Pour assurer un financement adéquat aux PME, nous devons veiller à assurer une plus grande transparence des opérations bancaires et à favoriser la diversité des sources de financement des entreprises.
La proposition de loi que vous examinez aujourd’hui, mesdames, messieurs les sénateurs, s’inscrit réellement, je le crois, dans la continuité des plans engagés par le Gouvernement pour répondre aux difficultés que rencontrent les entreprises dans l’accès au crédit.
En vertu de la nouvelle procédure issue de la réforme constitutionnelle, ce texte vous est présenté enrichi des amendements adoptés par la commission des finances du Sénat. À cet égard, je relève l’importance des travaux menés, sur ce texte comme sur tant d’autres, par celle-ci, tout particulièrement par son rapporteur, M. Philippe Marini.
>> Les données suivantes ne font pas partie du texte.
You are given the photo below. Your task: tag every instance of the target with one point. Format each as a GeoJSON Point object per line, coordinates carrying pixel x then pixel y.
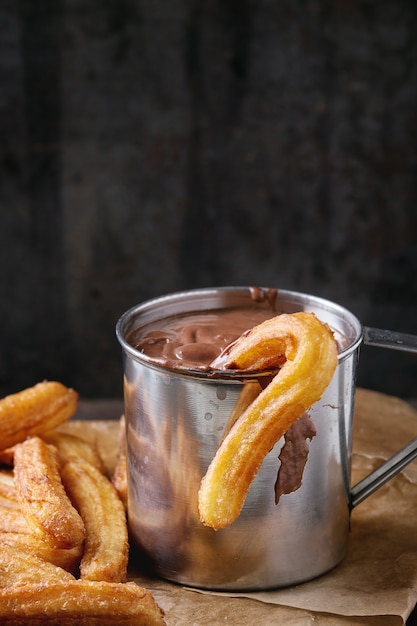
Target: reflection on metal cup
{"type": "Point", "coordinates": [175, 420]}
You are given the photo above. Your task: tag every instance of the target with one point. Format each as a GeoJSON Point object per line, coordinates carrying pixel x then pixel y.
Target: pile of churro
{"type": "Point", "coordinates": [304, 351]}
{"type": "Point", "coordinates": [63, 530]}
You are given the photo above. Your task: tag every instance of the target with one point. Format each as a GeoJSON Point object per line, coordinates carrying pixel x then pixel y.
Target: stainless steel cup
{"type": "Point", "coordinates": [175, 421]}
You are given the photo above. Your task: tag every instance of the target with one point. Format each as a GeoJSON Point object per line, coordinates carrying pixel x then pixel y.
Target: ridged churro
{"type": "Point", "coordinates": [35, 410]}
{"type": "Point", "coordinates": [310, 352]}
{"type": "Point", "coordinates": [45, 503]}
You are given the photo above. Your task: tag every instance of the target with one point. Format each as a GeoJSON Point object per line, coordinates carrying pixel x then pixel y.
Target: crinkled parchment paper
{"type": "Point", "coordinates": [376, 584]}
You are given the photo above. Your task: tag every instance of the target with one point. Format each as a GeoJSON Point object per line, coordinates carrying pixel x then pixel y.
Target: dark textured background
{"type": "Point", "coordinates": [151, 146]}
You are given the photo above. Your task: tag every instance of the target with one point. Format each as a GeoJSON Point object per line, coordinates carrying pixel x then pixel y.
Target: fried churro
{"type": "Point", "coordinates": [310, 352]}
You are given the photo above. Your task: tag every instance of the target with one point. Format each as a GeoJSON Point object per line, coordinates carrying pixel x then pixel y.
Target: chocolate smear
{"type": "Point", "coordinates": [293, 456]}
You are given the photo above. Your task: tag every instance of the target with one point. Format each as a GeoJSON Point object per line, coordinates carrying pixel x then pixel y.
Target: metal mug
{"type": "Point", "coordinates": [174, 423]}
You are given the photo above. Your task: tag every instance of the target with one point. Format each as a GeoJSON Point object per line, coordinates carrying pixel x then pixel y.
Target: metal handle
{"type": "Point", "coordinates": [392, 466]}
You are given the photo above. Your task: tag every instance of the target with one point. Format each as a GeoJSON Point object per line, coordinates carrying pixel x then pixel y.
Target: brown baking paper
{"type": "Point", "coordinates": [376, 584]}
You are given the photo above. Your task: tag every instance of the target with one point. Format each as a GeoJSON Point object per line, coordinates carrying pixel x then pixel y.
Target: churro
{"type": "Point", "coordinates": [310, 352]}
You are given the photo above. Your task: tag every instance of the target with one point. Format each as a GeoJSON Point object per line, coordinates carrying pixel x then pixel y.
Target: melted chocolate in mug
{"type": "Point", "coordinates": [194, 340]}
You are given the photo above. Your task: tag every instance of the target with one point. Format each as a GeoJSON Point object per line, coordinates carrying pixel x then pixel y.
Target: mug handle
{"type": "Point", "coordinates": [392, 466]}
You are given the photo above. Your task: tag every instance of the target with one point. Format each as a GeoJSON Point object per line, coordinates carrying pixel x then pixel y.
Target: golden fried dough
{"type": "Point", "coordinates": [78, 603]}
{"type": "Point", "coordinates": [18, 566]}
{"type": "Point", "coordinates": [35, 410]}
{"type": "Point", "coordinates": [106, 545]}
{"type": "Point", "coordinates": [66, 558]}
{"type": "Point", "coordinates": [310, 351]}
{"type": "Point", "coordinates": [46, 506]}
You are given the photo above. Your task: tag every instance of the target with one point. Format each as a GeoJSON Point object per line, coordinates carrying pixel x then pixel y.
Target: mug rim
{"type": "Point", "coordinates": [301, 301]}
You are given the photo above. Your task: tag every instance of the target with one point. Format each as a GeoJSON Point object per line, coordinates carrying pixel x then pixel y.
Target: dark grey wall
{"type": "Point", "coordinates": [153, 146]}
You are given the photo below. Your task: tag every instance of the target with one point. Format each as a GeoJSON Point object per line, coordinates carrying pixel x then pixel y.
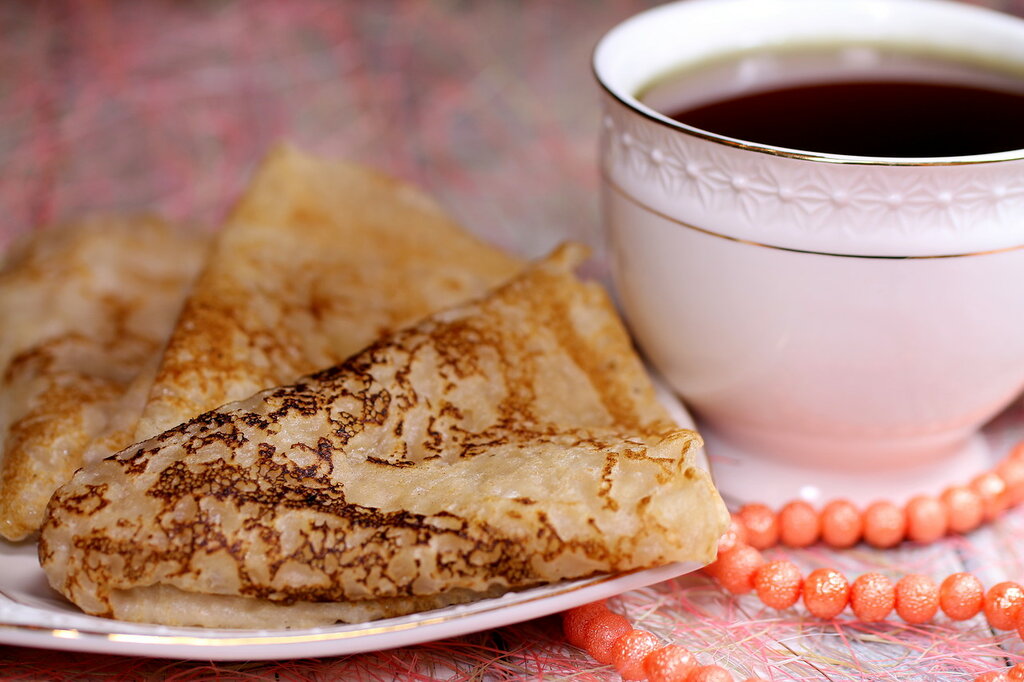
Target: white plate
{"type": "Point", "coordinates": [33, 614]}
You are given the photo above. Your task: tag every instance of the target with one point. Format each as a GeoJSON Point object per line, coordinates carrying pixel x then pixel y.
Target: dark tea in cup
{"type": "Point", "coordinates": [857, 100]}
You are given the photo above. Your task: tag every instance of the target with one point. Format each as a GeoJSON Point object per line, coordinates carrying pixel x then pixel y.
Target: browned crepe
{"type": "Point", "coordinates": [84, 310]}
{"type": "Point", "coordinates": [499, 444]}
{"type": "Point", "coordinates": [316, 260]}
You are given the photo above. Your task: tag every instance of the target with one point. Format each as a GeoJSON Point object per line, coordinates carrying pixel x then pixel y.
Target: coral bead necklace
{"type": "Point", "coordinates": [915, 598]}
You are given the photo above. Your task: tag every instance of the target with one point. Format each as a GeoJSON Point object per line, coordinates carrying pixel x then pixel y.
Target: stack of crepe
{"type": "Point", "coordinates": [481, 426]}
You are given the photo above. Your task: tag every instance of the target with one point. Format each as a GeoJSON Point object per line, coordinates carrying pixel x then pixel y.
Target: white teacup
{"type": "Point", "coordinates": [839, 325]}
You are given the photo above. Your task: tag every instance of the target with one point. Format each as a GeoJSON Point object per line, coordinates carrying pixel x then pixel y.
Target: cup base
{"type": "Point", "coordinates": [742, 475]}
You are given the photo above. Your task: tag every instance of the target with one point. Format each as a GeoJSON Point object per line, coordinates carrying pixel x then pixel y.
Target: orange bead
{"type": "Point", "coordinates": [992, 491]}
{"type": "Point", "coordinates": [1018, 452]}
{"type": "Point", "coordinates": [961, 596]}
{"type": "Point", "coordinates": [629, 652]}
{"type": "Point", "coordinates": [734, 569]}
{"type": "Point", "coordinates": [799, 524]}
{"type": "Point", "coordinates": [710, 674]}
{"type": "Point", "coordinates": [926, 519]}
{"type": "Point", "coordinates": [885, 524]}
{"type": "Point", "coordinates": [761, 525]}
{"type": "Point", "coordinates": [872, 597]}
{"type": "Point", "coordinates": [576, 620]}
{"type": "Point", "coordinates": [842, 523]}
{"type": "Point", "coordinates": [964, 509]}
{"type": "Point", "coordinates": [916, 598]}
{"type": "Point", "coordinates": [734, 535]}
{"type": "Point", "coordinates": [1003, 605]}
{"type": "Point", "coordinates": [825, 593]}
{"type": "Point", "coordinates": [601, 634]}
{"type": "Point", "coordinates": [1011, 470]}
{"type": "Point", "coordinates": [669, 664]}
{"type": "Point", "coordinates": [778, 584]}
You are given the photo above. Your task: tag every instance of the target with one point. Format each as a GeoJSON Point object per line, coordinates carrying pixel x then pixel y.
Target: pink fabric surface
{"type": "Point", "coordinates": [166, 107]}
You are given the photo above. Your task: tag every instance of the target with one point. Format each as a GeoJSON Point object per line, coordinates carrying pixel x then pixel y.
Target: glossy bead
{"type": "Point", "coordinates": [916, 598]}
{"type": "Point", "coordinates": [993, 676]}
{"type": "Point", "coordinates": [576, 620]}
{"type": "Point", "coordinates": [872, 597]}
{"type": "Point", "coordinates": [825, 593]}
{"type": "Point", "coordinates": [961, 596]}
{"type": "Point", "coordinates": [710, 674]}
{"type": "Point", "coordinates": [992, 492]}
{"type": "Point", "coordinates": [630, 650]}
{"type": "Point", "coordinates": [778, 584]}
{"type": "Point", "coordinates": [926, 519]}
{"type": "Point", "coordinates": [761, 525]}
{"type": "Point", "coordinates": [1003, 604]}
{"type": "Point", "coordinates": [734, 535]}
{"type": "Point", "coordinates": [669, 664]}
{"type": "Point", "coordinates": [1018, 452]}
{"type": "Point", "coordinates": [601, 633]}
{"type": "Point", "coordinates": [842, 523]}
{"type": "Point", "coordinates": [964, 509]}
{"type": "Point", "coordinates": [885, 524]}
{"type": "Point", "coordinates": [1011, 470]}
{"type": "Point", "coordinates": [734, 569]}
{"type": "Point", "coordinates": [799, 524]}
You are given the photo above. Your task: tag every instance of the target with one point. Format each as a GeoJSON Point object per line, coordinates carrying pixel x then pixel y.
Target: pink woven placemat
{"type": "Point", "coordinates": [166, 107]}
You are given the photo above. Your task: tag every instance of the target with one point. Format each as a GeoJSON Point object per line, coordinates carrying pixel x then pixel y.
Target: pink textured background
{"type": "Point", "coordinates": [488, 105]}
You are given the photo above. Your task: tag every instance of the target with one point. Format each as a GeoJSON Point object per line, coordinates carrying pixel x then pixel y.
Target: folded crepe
{"type": "Point", "coordinates": [85, 309]}
{"type": "Point", "coordinates": [495, 445]}
{"type": "Point", "coordinates": [315, 261]}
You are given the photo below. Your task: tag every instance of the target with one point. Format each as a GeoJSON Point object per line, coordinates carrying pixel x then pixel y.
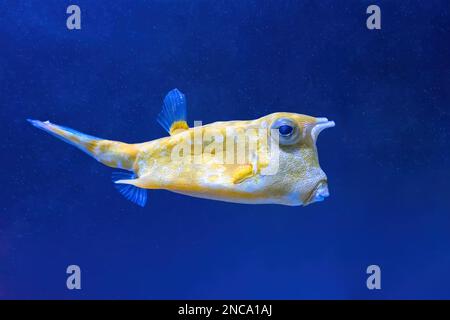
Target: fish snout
{"type": "Point", "coordinates": [319, 193]}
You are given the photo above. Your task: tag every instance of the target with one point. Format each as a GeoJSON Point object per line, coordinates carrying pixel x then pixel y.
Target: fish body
{"type": "Point", "coordinates": [272, 159]}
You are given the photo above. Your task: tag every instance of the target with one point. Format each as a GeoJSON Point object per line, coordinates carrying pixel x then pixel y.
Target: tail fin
{"type": "Point", "coordinates": [111, 153]}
Le texte soumis aujourd’hui à votre examen est donc le fruit d’un travail constructif entre les assemblées et le Gouvernement. De fait, nous visons les mêmes objectifs : le soutien du crédit aux PME, la transparence dans l’octroi de ces financements, l’amélioration et la simplification de l’environnement des petites et moyennes entreprises.
Dès le 13 septembre dernier, soit deux jours avant que Lehman Brothers ne fasse faillite, l’ensemble des pays européens avaient demandé à la Banque européenne d’investissements, la BEI, de s’engager davantage en faveur du financement des PME, dans le cadre plus large du Small Business Act, que j’ai eu l’honneur de défendre pendant la présidence française de l’Union européenne.
Les résultats sont là : la Banque européenne d’investissements a accordé 1, 8 milliard d'euros de prêts à des PME françaises en 2008, et 8, 5 milliards d'euros au total dans toute l’Europe, soit une augmentation de 60 % par rapport à 2007. Le président de la BEI doit d’ailleurs proposer au conseil des gouverneurs, aujourd’hui même, une augmentation du niveau de ces prêts aux PME dans les prochains mois.
À l'échelle nationale, nous sommes allés plus loin encore avec le plan de soutien au financement des PME mis en place le 2 octobre dernier et le plan de relance annoncé le 4 décembre dernier par le Président de la République.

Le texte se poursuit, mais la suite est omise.